The statute (R. L. 1905, § 3590) provides that the court may order and decree to the wife “such part of the personal and real estate of the husband, not exceeding in value one-third thereof, as it deems just and reasonable, having regard to the ability of the husband, the character and situation of the parties and all other circumstances of the case.” The word “part” is used in this statute in its broadest sense and as the equivalent of share or portion. We so construe the statute, and hold that it authorizes the court to award to the wife as permanent alimony a gross sum, or a specific part of the husband’s real and personal property in severalty, or an undivided part of the whole thereof, not exceeding in value one-third of his property, as the court may find to be for the best interests of the wife under the circumstances of each particular case. Mahoney v. Mahoney, 59 Minn. 347, 61 N. W. 334. The court, however, should award to the wife an undivided part of the husband’s property with caution, for the tendency of such an award is to excite strife and litigation between the divorced parties.
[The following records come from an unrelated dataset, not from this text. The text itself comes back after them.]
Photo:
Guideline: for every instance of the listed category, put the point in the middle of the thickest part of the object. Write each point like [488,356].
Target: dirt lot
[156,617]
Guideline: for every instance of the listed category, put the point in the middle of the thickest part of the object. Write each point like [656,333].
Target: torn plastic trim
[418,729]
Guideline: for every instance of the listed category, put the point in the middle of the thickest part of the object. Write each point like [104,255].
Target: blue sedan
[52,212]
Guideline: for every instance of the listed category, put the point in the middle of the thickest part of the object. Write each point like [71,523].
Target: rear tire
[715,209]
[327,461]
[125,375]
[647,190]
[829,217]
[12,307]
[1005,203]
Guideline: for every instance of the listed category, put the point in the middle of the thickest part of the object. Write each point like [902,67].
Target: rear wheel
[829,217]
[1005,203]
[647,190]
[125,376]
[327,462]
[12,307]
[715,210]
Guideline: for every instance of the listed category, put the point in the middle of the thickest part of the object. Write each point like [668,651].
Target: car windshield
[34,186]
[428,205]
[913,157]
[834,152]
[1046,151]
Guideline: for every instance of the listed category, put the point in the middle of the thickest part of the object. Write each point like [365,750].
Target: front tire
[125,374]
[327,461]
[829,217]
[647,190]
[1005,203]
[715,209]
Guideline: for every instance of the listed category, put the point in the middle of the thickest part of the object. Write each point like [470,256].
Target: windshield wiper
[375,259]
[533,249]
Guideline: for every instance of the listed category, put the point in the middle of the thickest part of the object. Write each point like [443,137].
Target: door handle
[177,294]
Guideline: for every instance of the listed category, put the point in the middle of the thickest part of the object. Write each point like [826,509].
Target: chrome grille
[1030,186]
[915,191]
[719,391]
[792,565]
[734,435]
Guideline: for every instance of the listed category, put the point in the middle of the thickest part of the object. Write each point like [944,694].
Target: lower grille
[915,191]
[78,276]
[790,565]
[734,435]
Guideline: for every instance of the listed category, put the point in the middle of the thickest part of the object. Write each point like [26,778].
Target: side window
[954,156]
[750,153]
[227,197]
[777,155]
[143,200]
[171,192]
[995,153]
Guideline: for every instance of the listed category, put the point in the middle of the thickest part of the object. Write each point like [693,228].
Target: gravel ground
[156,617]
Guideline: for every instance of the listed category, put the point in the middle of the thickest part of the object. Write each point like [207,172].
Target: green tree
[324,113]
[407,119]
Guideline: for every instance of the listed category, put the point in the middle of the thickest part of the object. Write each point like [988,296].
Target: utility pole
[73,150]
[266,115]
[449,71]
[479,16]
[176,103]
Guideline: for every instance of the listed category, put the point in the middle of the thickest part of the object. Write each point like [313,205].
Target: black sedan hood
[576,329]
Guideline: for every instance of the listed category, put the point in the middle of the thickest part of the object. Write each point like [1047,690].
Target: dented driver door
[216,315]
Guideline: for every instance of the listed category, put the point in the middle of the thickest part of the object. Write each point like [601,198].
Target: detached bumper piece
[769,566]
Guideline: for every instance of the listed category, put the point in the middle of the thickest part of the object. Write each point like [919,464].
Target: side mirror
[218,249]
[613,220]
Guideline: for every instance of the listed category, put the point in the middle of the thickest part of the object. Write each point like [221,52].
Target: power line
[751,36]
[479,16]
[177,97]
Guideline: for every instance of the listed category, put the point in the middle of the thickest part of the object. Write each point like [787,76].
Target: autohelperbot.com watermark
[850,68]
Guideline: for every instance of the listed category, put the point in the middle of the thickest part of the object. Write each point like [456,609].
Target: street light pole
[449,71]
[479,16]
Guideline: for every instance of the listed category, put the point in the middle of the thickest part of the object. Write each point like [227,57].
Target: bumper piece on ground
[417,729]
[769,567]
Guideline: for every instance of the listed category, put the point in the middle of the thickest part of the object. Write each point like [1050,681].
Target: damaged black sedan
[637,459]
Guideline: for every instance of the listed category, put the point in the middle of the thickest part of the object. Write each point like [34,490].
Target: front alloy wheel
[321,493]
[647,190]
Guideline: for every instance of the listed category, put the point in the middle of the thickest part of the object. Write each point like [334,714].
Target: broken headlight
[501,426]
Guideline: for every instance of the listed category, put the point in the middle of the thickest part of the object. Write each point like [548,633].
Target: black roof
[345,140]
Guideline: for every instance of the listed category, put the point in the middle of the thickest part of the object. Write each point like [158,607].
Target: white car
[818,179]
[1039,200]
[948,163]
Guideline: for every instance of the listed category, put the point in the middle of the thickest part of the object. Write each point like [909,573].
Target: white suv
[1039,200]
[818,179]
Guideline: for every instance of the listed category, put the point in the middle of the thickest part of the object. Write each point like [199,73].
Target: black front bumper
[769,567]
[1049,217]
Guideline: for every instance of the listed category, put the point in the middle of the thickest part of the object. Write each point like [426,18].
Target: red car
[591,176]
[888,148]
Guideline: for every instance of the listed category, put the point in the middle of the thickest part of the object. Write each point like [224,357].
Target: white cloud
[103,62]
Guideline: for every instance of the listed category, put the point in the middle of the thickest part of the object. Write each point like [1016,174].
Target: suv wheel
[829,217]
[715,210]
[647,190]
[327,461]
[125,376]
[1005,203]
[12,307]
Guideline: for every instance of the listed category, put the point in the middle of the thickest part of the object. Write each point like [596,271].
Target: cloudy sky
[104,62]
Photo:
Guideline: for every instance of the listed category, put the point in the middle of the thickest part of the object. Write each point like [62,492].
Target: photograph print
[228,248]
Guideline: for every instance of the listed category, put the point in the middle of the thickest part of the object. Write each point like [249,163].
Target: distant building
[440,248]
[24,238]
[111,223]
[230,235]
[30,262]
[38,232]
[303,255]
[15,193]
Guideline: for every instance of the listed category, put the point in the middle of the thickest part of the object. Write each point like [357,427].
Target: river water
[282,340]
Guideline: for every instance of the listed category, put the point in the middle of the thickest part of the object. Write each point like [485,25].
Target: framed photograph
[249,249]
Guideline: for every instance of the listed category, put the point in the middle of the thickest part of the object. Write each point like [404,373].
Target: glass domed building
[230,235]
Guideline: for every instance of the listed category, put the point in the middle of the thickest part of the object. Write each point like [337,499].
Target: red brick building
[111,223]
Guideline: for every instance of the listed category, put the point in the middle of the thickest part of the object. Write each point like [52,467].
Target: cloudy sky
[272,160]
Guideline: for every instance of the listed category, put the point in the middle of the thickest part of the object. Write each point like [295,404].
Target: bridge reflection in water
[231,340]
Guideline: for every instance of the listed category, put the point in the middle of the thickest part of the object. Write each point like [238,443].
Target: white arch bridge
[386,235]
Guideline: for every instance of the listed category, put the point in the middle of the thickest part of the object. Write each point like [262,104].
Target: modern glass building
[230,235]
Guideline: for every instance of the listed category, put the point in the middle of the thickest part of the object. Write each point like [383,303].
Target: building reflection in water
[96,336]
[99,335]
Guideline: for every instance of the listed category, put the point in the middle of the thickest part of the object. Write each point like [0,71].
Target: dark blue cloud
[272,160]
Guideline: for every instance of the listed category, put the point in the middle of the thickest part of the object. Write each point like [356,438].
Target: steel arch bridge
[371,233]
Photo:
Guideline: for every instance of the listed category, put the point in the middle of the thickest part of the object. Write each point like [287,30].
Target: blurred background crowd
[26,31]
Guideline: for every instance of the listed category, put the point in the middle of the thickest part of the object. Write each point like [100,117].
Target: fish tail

The uncertainty of the interest of the defendant in a portion of his real estate justifies the award of an *144undivided interest in this case. We find no error in the award in this respect and hold that it is sustained by the findings of fact.

The last assignment of error to be considered is that the trial court had no authority to make the allowance for the support of the minor son a lien on the personal property. This must be conceded. The authority of the court to make its decree for alimony or allowances a lien on the property of the husband is purely statutory (14 Cyc. 783), and our statute (R. L. 1905, § 3590) limits, by necessary implication, the right to real estate; but the court may provide for execution against both real and personal property to enforce payment of the amount awarded. Conklin v. Conklin, 93 Minn. 188, 101 N. W. 70. The question, however, seems to be one of no particular importance in this case, as it does not appear from the record that the defendant is prejudiced by the decree in this respect. The finding of the court is not that he owns any personal property, but simply that he claims to be the owner of certain household furniture. In any event, we are of the opinion that the action of the trial court is not such prejudicial error as to require a reversal of the judgment, as the defendant, if aggrieved by this part of the judgment, may have leave to apply to the trial court for a correction thereof.

The findings of fact herein are justified by the evidence and they sustain the conclusions of law and judgment.

It follows that the judgment must be affirmed, without prejudice to the right of the defendant, if so advised, to apply to the trial court for a modification thereof as to the lien on his personal property. So ordered. No statutory costs allowed.